When the Trump administration ended the $2,000 federal tax credit for heat pumps on December 31, 2025, many observers expected a sharp drop in sales, the kind of cliff that hit electric vehicles when their $7,500 tax credit expired three months earlier. EV sales plummeted before beginning a slow recovery.
That is not what happened with heat pumps.
In the first quarter of 2026, US heat pump shipments were flat from December to January and then rose gradually through the spring, a stronger seasonal uptick than in previous years. Heat pumps outsold natural-gas furnaces by 32% in Q1 2026, continuing a trend that has now held for four consecutive years. Over the past 15 years, heat pump sales in the US have doubled.
“It appears that the U.S. market for heat pumps is strong enough that it does not depend on tax credits,” Lucas Davis, an energy economist at UC Berkeley, told MIT Technology Review in a new analysis.
A technology that reached escape velocity
The contrast with EVs is instructive. When the $7,500 EV tax credit ended in September 2025, sales fell off a cliff before beginning a slow normalization. Heat pumps, by contrast, barely broke stride.
The difference, analysts say, reflects the technology’s intrinsic value proposition. Heat pumps use electricity to move heat rather than generate it by burning fuel, a process that is two to four times more efficient than even the best gas furnace. The lower operating costs alone can justify the upfront investment, even without a subsidy.
“The tax credit was not the primary driver of adoption,” Casey Crownhart reports for MIT Technology Review. The heat pump market appears to have crossed a threshold where the technology sells itself.
A global trend
The US pattern mirrors broader global adoption. The International Energy Agency reports that China and Germany are also seeing strong heat pump growth, driven by a combination of regulation, rising gas prices, and growing consumer awareness.
In the US, the Inflation Reduction Act of 2022 had included the $2,000 tax credit as part of a broader push to electrify buildings. Buildings account for roughly 13% of US greenhouse gas emissions directly (and more when indirect electricity emissions are included), making heat pump adoption a significant lever for decarbonization.
What the data shows
US heat pump shipments have doubled over the past 15 years. They have outsold gas furnaces every year since 2022. The post-credit plateau and gradual rise is the strongest signal yet that the technology is no longer dependent on federal incentives.
“There’s rarely a straight path to adoption for new technology,” Crownhart notes, but heat pumps appear to be overcoming their remaining roadblocks: upfront cost, installer availability, and cold-weather performance (modern cold-climate heat pumps maintain efficiency well below freezing).

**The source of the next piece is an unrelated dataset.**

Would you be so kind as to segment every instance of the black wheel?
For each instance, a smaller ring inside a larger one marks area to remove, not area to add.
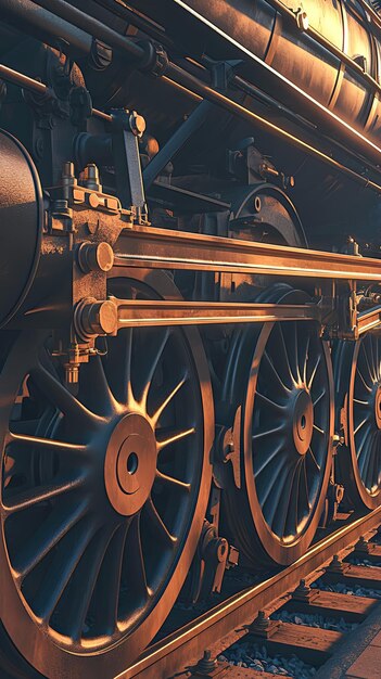
[[[267,300],[306,296],[280,285]],[[225,492],[231,533],[252,566],[289,564],[315,535],[331,470],[331,361],[318,325],[239,331],[226,384],[225,400],[241,409],[241,487],[230,479]]]
[[[138,276],[116,271],[110,291],[176,294]],[[49,331],[21,333],[0,374],[1,622],[49,679],[113,679],[161,627],[196,548],[208,371],[194,329],[125,330],[73,394],[52,348]]]
[[[336,456],[339,481],[356,508],[381,503],[381,337],[339,342],[334,350],[338,405],[346,445]]]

MIT Technology Review had named heat pumps a breakthrough technology in 2024, a designation that now looks prescient. The technology’s resilience to the withdrawal of federal support suggests the US heat pump transition is no longer a policy-driven experiment, it is a market-driven reality.
Sources:
1. Crownhart, C. “Why heat pumps are still so hot in the US.” MIT Technology Review (16 July 2026). https://www.technologyreview.com/2026/07/16/1140505/heat-pump-sales-us/
2. Davis, L. “Will U.S. Households Still Buy Heat Pumps Without a Tax Credit?” Energy Institute at Haas blog (13 July 2026).
3. IEA, “Global Energy Review 2026: Technology — Heat Pumps.”